Todo cambia. Todo permanece inalterable.
En el quiosco sonámbulo de la esquina venden noticias frías, libros baratos, caramelos y pasatiempos. Los rusos vuelven a protagonizar películas de villanos. Las armas son un derecho constitucional en los Estados Unidos, como si siguiese siendo un país de colonos. Como si los blancos aún se creyesen en peligro por los ataques de los nativos que defendían su tierra y su legado. El hambre asola los territorios del otro lado del espejo.
Todo sigue igual. El perpetuo cambio consolida la injusticia y la miseria.

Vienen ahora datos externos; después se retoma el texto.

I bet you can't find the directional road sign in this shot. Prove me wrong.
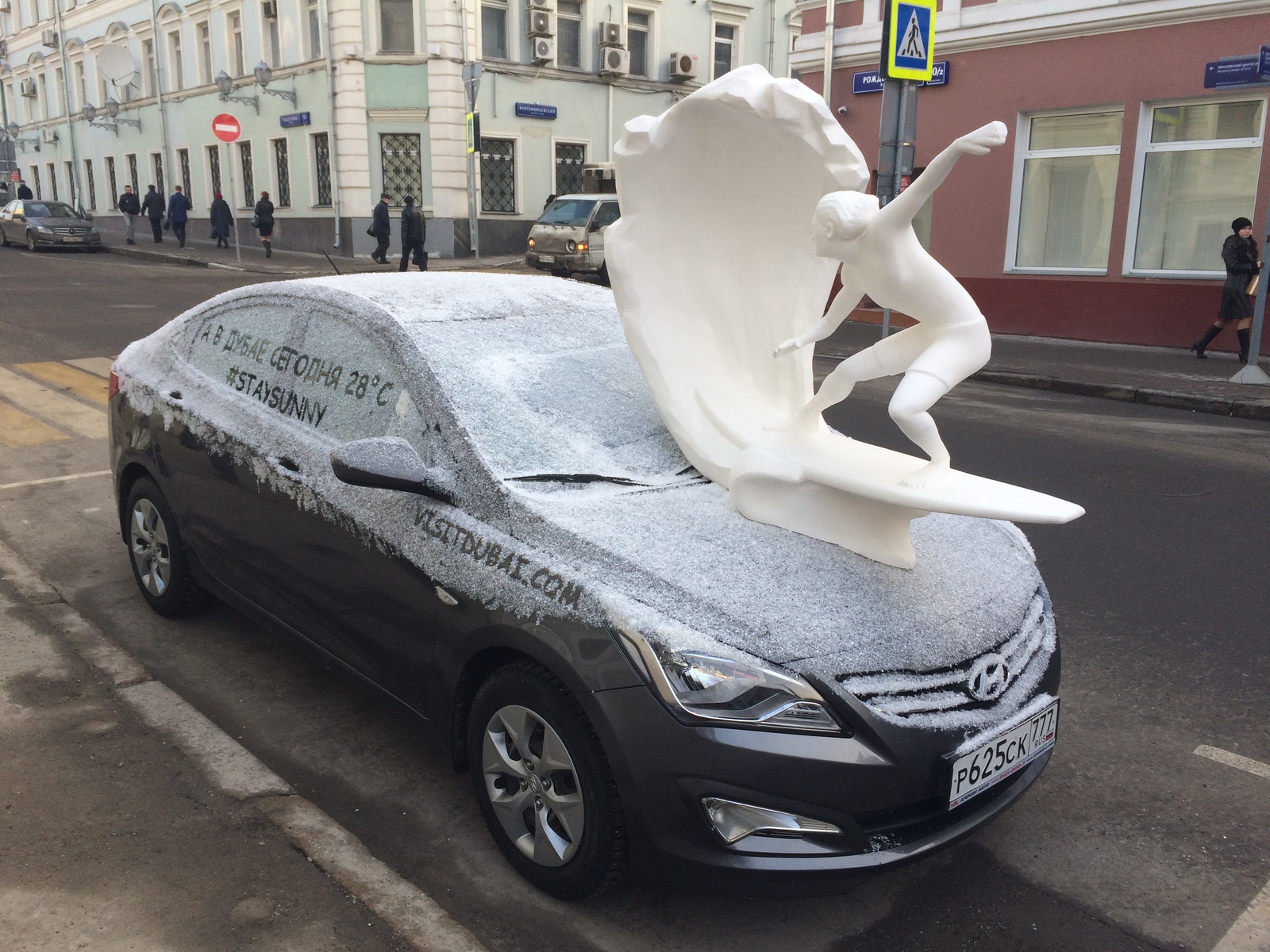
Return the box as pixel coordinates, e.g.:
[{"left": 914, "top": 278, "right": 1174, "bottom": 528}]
[
  {"left": 212, "top": 113, "right": 243, "bottom": 142},
  {"left": 881, "top": 0, "right": 936, "bottom": 81}
]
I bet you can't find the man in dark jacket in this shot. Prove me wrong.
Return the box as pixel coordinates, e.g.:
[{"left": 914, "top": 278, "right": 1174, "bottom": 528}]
[
  {"left": 141, "top": 186, "right": 164, "bottom": 243},
  {"left": 398, "top": 195, "right": 428, "bottom": 271},
  {"left": 119, "top": 186, "right": 141, "bottom": 245},
  {"left": 371, "top": 192, "right": 392, "bottom": 264},
  {"left": 167, "top": 186, "right": 193, "bottom": 248}
]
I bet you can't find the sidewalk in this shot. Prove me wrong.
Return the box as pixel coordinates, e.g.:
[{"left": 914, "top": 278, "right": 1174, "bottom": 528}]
[{"left": 815, "top": 321, "right": 1270, "bottom": 420}]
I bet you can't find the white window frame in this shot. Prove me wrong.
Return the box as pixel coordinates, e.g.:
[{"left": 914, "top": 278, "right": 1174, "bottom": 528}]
[
  {"left": 1122, "top": 91, "right": 1270, "bottom": 278},
  {"left": 1002, "top": 109, "right": 1124, "bottom": 275}
]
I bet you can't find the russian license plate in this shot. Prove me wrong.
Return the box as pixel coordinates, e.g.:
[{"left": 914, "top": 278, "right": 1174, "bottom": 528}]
[{"left": 949, "top": 701, "right": 1058, "bottom": 810}]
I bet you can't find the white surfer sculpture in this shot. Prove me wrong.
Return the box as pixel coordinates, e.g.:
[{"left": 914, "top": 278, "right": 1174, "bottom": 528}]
[{"left": 605, "top": 66, "right": 1083, "bottom": 569}]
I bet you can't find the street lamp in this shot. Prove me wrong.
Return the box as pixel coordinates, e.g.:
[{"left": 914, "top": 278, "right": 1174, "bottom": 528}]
[
  {"left": 254, "top": 60, "right": 297, "bottom": 106},
  {"left": 216, "top": 70, "right": 260, "bottom": 116}
]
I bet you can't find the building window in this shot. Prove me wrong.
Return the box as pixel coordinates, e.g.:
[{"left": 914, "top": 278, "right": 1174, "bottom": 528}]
[
  {"left": 239, "top": 142, "right": 256, "bottom": 208},
  {"left": 379, "top": 132, "right": 423, "bottom": 205},
  {"left": 305, "top": 0, "right": 321, "bottom": 60},
  {"left": 556, "top": 142, "right": 587, "bottom": 195},
  {"left": 379, "top": 0, "right": 414, "bottom": 53},
  {"left": 1006, "top": 109, "right": 1124, "bottom": 273},
  {"left": 480, "top": 137, "right": 516, "bottom": 213},
  {"left": 314, "top": 132, "right": 330, "bottom": 205},
  {"left": 198, "top": 21, "right": 216, "bottom": 85},
  {"left": 626, "top": 10, "right": 652, "bottom": 76},
  {"left": 480, "top": 4, "right": 506, "bottom": 60},
  {"left": 273, "top": 138, "right": 291, "bottom": 208},
  {"left": 1126, "top": 99, "right": 1265, "bottom": 273},
  {"left": 556, "top": 0, "right": 582, "bottom": 70},
  {"left": 714, "top": 23, "right": 737, "bottom": 79},
  {"left": 207, "top": 146, "right": 221, "bottom": 195}
]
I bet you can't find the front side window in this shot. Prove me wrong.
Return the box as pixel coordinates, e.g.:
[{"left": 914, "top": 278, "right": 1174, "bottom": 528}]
[
  {"left": 1012, "top": 109, "right": 1124, "bottom": 271},
  {"left": 1133, "top": 99, "right": 1265, "bottom": 271}
]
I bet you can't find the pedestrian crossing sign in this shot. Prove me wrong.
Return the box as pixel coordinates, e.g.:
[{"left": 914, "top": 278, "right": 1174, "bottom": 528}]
[{"left": 881, "top": 0, "right": 936, "bottom": 81}]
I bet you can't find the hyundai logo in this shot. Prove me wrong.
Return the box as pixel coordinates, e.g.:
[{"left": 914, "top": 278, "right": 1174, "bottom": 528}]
[{"left": 965, "top": 652, "right": 1010, "bottom": 701}]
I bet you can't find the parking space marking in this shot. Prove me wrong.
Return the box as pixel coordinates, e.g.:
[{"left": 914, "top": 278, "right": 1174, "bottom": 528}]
[
  {"left": 1195, "top": 744, "right": 1270, "bottom": 779},
  {"left": 0, "top": 404, "right": 70, "bottom": 447},
  {"left": 17, "top": 360, "right": 110, "bottom": 404},
  {"left": 0, "top": 367, "right": 106, "bottom": 440}
]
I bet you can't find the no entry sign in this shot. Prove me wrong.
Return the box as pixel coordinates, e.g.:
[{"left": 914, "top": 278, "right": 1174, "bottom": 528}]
[{"left": 212, "top": 113, "right": 243, "bottom": 142}]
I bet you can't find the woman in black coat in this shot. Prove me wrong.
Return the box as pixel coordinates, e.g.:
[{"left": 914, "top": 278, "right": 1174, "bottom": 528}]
[
  {"left": 1191, "top": 218, "right": 1261, "bottom": 363},
  {"left": 256, "top": 192, "right": 273, "bottom": 258},
  {"left": 211, "top": 192, "right": 233, "bottom": 248}
]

Paseo por la ciudad. Leo carteles al pasar: “Charcutería selecta”. “Selecta”. Esa palabra me suena a pasado, a infancia, a bocadillo de jamón. “Compro oro”. Los pequeños joyeros de los pobres van adelgazando al ritmo del paro, de las subida de los precios, de la desesperanza. “Apuestas deportivas”. La pobreza cae en las garras de la esperanza fútil. “Alimentación”. La tienda que enarbola ese nombre sagrado no vende bacalao, ni tocino al peso, ni dulces envueltos en papel de seda. Es un local sucio y oscuro, con los escaparates cubiertos de pegatinas despegadas y descoloridas por el sol. Allí se apilan los tetrabrik de leche junto a las bolsas de patatas fritas y a las cervezas frías. Allí se apila la prisa olvidadiza del supermercado y el desinterés por esos hombres de mirada rasgada que ven telenovelas chinas en pequeñas pantallas junto al mostrador.
Hace tiempo que camino por el barrio sin destino fijo y aún no he encontrado ninguna librería. Tampoco he visto papelerías fragantes de cuadernos vacíos y lápices sin estrenar, ni mercerías con mostradores mágicos llenos de lazos, botones y tiras de encaje.
Todo cambia. Todo sigo igual. Todo se desvanece y se perpetúa en un ciclo infinito de rutinas y desidias desiguales.